A prominent online crypto analyst has issued a stark warning to holders of XRP, expressing skepticism about the token’s value in relation to the thriving business of Ripple Labs. In a recent video, the analyst, known as Fire Hustle, stated that while Ripple’s business fundamentals and market valuation have made significant gains, the price of XRP has not mirrored this success and may remain stagnant due to its underlying structural issues.
Fire Hustle pointed out that Ripple’s current market valuation stands at approximately $50 billion, bolstered by a $750 million buyback of its own shares. However, this substantial financial maneuver benefits Ripple’s equity investors rather than those holding XRP. “You holding XRP? Well, you get nothing from that buyback,” the analyst declared, highlighting a disconnection between Ripple’s business progress and the value provided to XRP holders.
The analyst further explained that Ripple’s technology is gaining traction in the market, with notable institutions like Deutsche Bank and Mastercard utilizing Ripple’s framework for transaction processing. With over $100 billion in total transactions facilitated through Ripple’s infrastructure, the company is performing well across various operational metrics.

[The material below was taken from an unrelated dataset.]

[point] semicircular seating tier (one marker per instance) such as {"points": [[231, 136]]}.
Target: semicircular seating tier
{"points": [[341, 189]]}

Yet despite these accomplishments, XRP’s market performance has sharply diverged, with its price dropping from a high of about $3.65 to below $2, reflecting a significant downturn over the year.
Central to the analyst’s critique is the notion that banks and institutions using Ripple’s payment and settlement infrastructure can do so without holding XRP. Instead, they can opt for RLUSD, a stablecoin linked to Ripple, which offers price stability—something XRP lacks. Fire Hustle remarked that for bank treasurers, the volatility of XRP, characterized by double-digit price swings, makes it less appealing compared to stablecoins. This preference for stability among institutional users can hinder XRP’s adoption.
The report suggests that around 80% of RLUSD transactions occur on the Ethereum network, indicating that transaction fees and benefits primarily accrue to Ethereum rather than XRP. “Ripple thrives. XRP bleeds,” Fire Hustle concluded, urging XRP investors to recognize the gap between Ripple’s business achievements and the token’s current predicament.
For crypto investors, the key takeaway is the importance of understanding the incentive structures at play. As major enterprises leverage Ripple’s technology while favoring stablecoins and Ethereum for transactions, the long-term viability of XRP as an investment may depend on whether this significant disconnect can be bridged. Otherwise, XRP risks remaining sidelined in a financial system that it has helped to enhance.